ダライ・ラマは長年来、中国当局によるチベットの統治について、非暴力主義を訴え続け、チベットの独立ではなく、中国当局とチベットの間に折り合いの道筋を求め続けている。その姿勢が評価され、1989年はノーベル平和賞を受賞した。
そのようなダライ・ラマに対し、中国大使館は記者会見を開き、相変わらず同氏を「国家分裂主義者」であると非難し、今回の会談に反対する姿勢を予め強調。会談の翌日、中国外務省の秦剛・報道官は、チベット問題は中国の内政であることを主張し、「外国政府高官によるダライ・ラマとの接触には、いかなる形式においても断固反対する」と強い抗議を示した。
デンマーク駐欧州議会の議員マグレト・オーケン氏は中国当局のこの行動について、こう評した。

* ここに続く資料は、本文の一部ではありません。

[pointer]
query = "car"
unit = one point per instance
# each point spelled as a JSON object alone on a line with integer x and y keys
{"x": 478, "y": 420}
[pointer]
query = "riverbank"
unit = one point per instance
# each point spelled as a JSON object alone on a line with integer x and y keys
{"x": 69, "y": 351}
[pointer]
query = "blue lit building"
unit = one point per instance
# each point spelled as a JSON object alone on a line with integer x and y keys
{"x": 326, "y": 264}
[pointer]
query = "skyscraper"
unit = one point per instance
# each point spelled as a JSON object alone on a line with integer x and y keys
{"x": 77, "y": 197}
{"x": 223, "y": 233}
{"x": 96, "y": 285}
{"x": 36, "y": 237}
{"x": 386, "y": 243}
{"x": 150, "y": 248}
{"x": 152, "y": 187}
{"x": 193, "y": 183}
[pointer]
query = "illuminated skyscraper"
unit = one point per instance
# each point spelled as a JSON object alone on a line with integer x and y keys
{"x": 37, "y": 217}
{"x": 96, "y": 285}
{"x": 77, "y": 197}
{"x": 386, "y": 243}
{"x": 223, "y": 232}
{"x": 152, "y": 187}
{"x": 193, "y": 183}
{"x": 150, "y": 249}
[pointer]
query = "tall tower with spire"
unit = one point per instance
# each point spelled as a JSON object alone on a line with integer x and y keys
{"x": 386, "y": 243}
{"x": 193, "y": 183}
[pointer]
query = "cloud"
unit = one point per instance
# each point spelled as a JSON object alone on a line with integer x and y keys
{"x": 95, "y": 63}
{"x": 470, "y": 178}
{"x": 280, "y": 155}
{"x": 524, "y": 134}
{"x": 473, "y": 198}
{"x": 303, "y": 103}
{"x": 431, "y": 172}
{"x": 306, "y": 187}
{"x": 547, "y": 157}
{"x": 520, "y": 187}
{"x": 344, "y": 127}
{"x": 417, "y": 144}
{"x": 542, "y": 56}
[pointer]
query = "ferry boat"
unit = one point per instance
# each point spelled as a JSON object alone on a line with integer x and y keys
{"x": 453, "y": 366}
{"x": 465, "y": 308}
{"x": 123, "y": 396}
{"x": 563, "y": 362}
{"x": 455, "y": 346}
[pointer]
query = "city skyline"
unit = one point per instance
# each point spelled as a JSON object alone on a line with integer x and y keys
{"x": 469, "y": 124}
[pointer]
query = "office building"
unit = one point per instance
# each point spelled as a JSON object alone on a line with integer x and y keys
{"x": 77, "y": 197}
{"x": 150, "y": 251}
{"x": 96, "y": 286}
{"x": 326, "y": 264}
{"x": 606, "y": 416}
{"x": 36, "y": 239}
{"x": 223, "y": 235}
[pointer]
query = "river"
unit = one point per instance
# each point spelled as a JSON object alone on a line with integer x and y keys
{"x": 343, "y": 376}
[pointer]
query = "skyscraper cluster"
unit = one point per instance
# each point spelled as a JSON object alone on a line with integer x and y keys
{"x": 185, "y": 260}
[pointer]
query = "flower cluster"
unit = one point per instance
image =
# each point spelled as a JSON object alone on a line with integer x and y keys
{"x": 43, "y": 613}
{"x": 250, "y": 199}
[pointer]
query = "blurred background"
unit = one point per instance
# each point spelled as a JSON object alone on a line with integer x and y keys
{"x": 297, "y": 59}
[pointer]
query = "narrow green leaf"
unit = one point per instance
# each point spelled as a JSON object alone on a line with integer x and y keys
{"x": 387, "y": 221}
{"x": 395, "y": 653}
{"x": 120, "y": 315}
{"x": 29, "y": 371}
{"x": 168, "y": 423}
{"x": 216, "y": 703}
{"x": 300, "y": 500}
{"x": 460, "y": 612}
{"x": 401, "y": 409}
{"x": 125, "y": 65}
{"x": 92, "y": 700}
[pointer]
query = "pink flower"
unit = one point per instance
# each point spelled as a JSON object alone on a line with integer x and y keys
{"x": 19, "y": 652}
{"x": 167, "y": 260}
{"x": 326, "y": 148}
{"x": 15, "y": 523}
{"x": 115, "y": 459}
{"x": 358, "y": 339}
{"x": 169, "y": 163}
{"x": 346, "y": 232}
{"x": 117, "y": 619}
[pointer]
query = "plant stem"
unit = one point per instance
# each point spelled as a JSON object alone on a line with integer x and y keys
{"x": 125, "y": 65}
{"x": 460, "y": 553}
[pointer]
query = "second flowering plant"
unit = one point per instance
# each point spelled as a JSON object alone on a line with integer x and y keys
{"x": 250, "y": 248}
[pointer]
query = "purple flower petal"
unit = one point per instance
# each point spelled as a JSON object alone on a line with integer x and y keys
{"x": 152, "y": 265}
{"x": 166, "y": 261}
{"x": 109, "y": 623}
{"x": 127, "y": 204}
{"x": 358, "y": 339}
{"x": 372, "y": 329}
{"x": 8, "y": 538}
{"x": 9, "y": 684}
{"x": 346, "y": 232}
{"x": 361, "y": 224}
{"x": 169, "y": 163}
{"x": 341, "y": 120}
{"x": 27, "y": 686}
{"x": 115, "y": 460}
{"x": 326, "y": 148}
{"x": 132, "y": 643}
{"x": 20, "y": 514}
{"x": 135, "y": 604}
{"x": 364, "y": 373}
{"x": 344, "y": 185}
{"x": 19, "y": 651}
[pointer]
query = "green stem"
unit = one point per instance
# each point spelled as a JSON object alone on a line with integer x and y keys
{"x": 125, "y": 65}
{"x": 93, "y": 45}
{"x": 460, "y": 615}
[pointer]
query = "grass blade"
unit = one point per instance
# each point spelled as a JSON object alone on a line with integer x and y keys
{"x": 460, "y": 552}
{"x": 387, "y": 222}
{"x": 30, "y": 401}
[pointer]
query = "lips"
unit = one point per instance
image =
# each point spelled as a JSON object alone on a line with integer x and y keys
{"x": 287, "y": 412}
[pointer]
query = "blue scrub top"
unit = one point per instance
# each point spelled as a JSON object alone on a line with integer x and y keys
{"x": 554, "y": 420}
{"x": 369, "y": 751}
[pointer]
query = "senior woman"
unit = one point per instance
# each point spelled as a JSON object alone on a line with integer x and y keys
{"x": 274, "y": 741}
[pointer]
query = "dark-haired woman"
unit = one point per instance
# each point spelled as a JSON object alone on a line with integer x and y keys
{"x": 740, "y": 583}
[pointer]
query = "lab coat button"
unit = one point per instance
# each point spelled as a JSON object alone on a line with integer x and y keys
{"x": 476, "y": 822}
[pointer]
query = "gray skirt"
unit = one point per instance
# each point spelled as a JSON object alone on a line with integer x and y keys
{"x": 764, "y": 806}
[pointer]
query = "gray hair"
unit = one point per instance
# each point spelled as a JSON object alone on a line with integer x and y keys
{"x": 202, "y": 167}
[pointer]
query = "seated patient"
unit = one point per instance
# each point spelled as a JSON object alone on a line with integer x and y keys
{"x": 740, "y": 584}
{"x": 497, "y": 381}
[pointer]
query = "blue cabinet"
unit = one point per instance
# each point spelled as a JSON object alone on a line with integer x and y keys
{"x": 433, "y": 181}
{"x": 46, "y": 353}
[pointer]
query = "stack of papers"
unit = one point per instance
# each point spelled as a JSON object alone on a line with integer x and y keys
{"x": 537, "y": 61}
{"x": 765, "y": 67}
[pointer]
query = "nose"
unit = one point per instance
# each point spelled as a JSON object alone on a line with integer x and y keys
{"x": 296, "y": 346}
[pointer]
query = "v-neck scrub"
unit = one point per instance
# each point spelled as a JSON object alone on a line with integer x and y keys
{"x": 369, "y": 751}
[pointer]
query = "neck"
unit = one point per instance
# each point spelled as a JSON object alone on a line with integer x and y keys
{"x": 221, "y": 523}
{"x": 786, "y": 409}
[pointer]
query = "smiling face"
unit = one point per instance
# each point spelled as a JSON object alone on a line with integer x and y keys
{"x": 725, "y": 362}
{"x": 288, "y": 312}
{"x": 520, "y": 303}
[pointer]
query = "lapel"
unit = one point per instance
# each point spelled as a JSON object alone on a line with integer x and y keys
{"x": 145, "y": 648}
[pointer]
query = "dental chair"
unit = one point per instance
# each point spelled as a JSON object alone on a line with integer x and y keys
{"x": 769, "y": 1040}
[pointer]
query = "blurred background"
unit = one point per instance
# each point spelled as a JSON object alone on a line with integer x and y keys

「いま、中国当局は世界経済への影響を自負して、大国の傲慢さを思う存分に露呈している。その人権状況が非難されると、例えは、チベットの問題が指摘されると、すぐに経済的圧力を講じてくる。オランダ政府はそのやり方に遭い、ダライ・ラマとの会談を取消した。中国当局のこの種の横柄な行為を反対しなければならない。そのため、欧州連合は一貫な立場を守るべき」。